No que se refere ao sistema tributário nacional, a Constituição Federal de 1988 estabelece:
- A)As limitações ao poder de tributar estabelecidas pela Constituição Federal são garantias asseguradas aos contribuintes e encerram um rol taxativo.
Errada, porque as limitações ao poder de tributar são garantias dos contribuintes, mas a Constituição não as trata como um rol taxativo e fechado.
- B)A União poderá instituir, mediante lei complementar, impostos não previstos pela Constituição como de sua competência tributária, desde que sejam não cumulativos e não tenham fato gerador ou base de cálculo próprios dos discriminados na Constituição.
Certa, porque o art. 154, I, permite à União criar impostos extraordinários por lei complementar, desde que sejam não cumulativos e sem fato gerador ou base de cálculo próprios dos já previstos.
- C)Templos de qualquer culto, bem como livros, jornais, periódicos e papel destinado a sua impressão gozam de isenção de impostos, mas não de taxas ou de contribuições.
Errada, porque templos e livros, jornais, periódicos e papel para impressão gozam de imunidade tributária contra impostos, e não de simples isenção.
- D)É vedado à União utilizar tributo com efeito de confisco, salvo em caso de iminência ou guerra declarada.
Errada, porque a vedação ao efeito de confisco do art. 150, IV, não traz exceção para guerra declarada ou iminência de guerra.
- E)Compete à União estabelecer impostos sobre grandes fortunas, nos termos da lei.

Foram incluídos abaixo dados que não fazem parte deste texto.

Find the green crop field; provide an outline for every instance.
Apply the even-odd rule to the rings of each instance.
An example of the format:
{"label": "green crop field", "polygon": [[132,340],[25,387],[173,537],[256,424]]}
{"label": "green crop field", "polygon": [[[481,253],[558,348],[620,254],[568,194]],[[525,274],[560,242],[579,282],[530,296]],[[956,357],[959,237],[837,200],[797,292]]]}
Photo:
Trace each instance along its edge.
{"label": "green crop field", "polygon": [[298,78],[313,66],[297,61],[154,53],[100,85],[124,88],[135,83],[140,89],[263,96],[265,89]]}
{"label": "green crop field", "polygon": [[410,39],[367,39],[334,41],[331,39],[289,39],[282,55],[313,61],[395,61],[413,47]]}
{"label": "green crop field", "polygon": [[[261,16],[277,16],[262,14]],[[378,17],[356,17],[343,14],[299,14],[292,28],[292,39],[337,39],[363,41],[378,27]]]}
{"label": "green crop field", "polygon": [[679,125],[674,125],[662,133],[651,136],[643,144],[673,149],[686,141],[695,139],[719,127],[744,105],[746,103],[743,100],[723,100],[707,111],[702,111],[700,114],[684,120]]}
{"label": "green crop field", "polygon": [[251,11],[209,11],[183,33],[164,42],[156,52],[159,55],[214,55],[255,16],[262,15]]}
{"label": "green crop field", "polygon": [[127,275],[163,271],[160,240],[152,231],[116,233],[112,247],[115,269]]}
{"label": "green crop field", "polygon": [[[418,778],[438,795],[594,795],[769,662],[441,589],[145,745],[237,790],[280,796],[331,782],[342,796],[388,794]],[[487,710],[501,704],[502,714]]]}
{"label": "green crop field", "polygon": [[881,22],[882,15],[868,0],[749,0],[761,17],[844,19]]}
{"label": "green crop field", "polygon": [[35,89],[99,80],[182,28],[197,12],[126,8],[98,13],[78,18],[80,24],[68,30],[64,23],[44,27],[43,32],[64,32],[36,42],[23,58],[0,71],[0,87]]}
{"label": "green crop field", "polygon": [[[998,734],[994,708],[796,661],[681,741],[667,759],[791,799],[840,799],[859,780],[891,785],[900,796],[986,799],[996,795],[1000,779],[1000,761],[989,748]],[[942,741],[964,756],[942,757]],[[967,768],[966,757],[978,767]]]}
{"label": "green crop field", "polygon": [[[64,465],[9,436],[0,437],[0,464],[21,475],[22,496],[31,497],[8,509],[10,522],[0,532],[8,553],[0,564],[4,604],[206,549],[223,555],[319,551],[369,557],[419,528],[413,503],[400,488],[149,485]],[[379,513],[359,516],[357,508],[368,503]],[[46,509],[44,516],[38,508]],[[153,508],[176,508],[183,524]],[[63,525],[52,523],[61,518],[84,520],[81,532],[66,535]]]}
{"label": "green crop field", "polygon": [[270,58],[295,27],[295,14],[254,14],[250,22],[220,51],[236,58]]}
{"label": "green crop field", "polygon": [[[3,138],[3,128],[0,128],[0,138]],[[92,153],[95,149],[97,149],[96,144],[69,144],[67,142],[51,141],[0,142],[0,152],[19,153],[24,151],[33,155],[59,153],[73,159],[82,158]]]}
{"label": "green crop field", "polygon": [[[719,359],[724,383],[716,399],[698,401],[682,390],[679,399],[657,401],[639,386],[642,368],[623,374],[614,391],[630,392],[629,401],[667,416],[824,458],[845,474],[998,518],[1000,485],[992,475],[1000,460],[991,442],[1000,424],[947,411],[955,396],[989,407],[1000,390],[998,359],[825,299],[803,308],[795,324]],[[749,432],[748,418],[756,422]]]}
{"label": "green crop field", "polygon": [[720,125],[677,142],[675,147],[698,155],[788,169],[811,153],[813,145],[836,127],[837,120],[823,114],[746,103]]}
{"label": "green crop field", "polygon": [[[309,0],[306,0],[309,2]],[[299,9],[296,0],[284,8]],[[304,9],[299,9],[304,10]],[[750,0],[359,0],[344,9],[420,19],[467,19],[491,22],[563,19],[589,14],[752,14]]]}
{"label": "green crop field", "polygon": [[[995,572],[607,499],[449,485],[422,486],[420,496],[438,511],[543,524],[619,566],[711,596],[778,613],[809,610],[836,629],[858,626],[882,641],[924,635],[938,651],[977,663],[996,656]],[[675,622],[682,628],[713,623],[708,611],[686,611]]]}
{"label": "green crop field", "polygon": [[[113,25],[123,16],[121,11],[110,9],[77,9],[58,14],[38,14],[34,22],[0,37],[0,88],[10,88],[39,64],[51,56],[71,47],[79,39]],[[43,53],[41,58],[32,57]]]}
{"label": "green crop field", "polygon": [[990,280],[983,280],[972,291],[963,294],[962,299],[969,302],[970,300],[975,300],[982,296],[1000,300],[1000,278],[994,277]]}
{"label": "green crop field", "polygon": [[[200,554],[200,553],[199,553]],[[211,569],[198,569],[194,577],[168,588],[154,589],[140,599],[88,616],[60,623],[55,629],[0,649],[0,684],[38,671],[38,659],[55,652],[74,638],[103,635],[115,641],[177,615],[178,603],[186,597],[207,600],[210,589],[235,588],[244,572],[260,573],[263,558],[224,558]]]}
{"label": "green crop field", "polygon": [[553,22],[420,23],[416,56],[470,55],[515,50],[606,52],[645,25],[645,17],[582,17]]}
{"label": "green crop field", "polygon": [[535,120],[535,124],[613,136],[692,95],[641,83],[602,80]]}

Errada, porque a Constituição prevê imposto sobre grandes fortunas pela União, mas exige lei complementar, e a alternativa fala genericamente em 'lei'.
Gabarito: B
O sistema tributário da CF/88 tem um truque clássico de prova: ele separa o que a União, os Estados, o DF e os Municípios podem cobrar, e ainda cria freios para evitar abuso. Esses freios aparecem nas limitações ao poder de tributar, como legalidade, anterioridade, isonomia, vedação ao confisco e imunidades. Ou seja: o Estado pode tributar, mas não pode sair cobrando como se estivesse em liquidação de shopping. A alternativa B traz exatamente a regra do art. 154, I, da Constituição. A União pode instituir, mediante lei complementar, impostos não previstos na Constituição, desde que sejam não cumulativos e não tenham fato gerador nem base de cálculo próprios dos impostos já discriminados no texto constitucional. É uma hipótese excepcional, usada para dar alguma flexibilidade ao sistema sem bagunçar a partilha de competências. As bancas adoram misturar imunidade com isenção, e aqui isso faz toda a diferença. Imunidade é vedação constitucional de tributar; isenção é dispensa concedida por lei infraconstitucional. Por isso, templos, livros, jornais e periódicos não têm apenas um favorzinho fiscal: a CF protege contra impostos, nos termos do art. 150, VI, e do art. 150, VI, "b" e "d". Também vale lembrar que grande fortuna é tema de imposto da União, mas a Constituição exige lei complementar específica para sua instituição, no art. 153, VII. Então a prova testa se você percebe o detalhe: quando a CF fala em "nos termos da lei", isso pode não bastar, porque às vezes ela exige lei complementar expressamente.